No you’re thinking of feb 25-26, 2010.
Feb 10, 2010 was the epic bust where all the schools and workplaces shut down the night before and we got like 2-3” of slop.
Different setup though. It was a deep cutoff low.
The Monday storm is a good example of the difference between a nuanced thread-the-needle setup and what is being modeled for Wednesday night/Thursday.
You have excellent model agreement 5 days out on the latter threat while you have models all over the map from a 4-6” event to nothing at all on a 54 hour forecast for Monday.
There’s definitely a limit. The blocking and associated 50/50 low is felt very strongly.

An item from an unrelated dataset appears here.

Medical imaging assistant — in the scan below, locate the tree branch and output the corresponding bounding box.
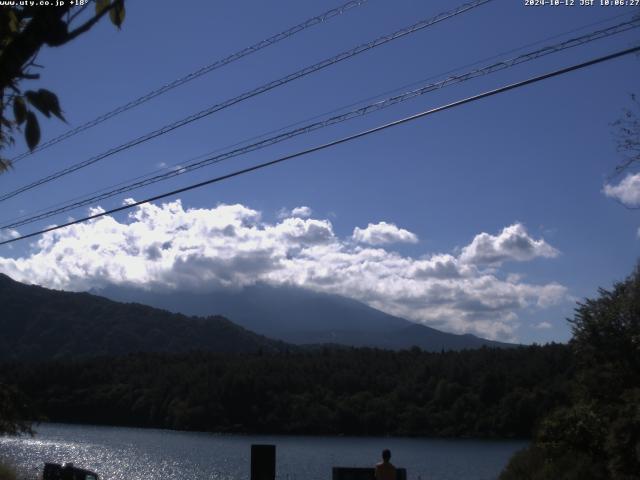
[0,7,70,91]
[66,1,122,42]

But that main shortwave is going negative fairly far west and it gains some latitude out there too. That’s why I’ve been saying I’d want to be north of Philly...they might be ok there but we’ve seen some runs like the 00z euro which cause ptype issues we’ll into NJ.
This thing’s outta here Thursday afternoon. Maybe some flurries still linger Thursday evening in SE MA but that’s it. It’s a nuke but t doesn’t hang around. For 36 hours like Jan 2015.
It can still come further north before turning ENE. Just look at the upper flow around 96 hours. It isn’t exactly suppression city showing up over NNE...you get that vort a little stronger maybe when it assimilates onshore and you could def see a further north solution. It won’t become a cutter or rip inland over ORH because of the block, but there’s some room.
GFS is a little mini paste bomb for Monday in SE areas (at least Nw of about GHG to UUU). Could be advisory amounts there. 1-3 gets pretty far west this run.
Some used to refer to storms that start way out to sea and retrograde back in as Miller Cs...I’m not sure if that was just slang or it was actually in the literature somewhere like Miller A and B. I know it wasn’t in the original Miller 1946 paper though.
The blocking is why confidence is high at D5. Still don’t wanna spike footballs yet but this is a lot different than hoping for thread the needle setups.
No it definitely looks more miller A than a couple days ago.
That said, it could still go more hybrid f we get some NW ticks as it would result in a stronger primary trying to go into OH valley before the coastal becomes fully dominant.
We’ll just have to wait and see. Some of the NW solutions are kind of like that.
Tickled SE a little on the 06z but still there. I’m not convinced yet of more than a C-2” but we watch...id love to grab a couple inches as an appetizer. Maybe we get lucky and it’s a little more.
Notice how it kind of hugs the coast down south and gets warmer midlevel air into NJ but then runs into a bit of a brick wall and moves ENE.
Youre probably going to get a hellacious fronto band near on the northern side of that.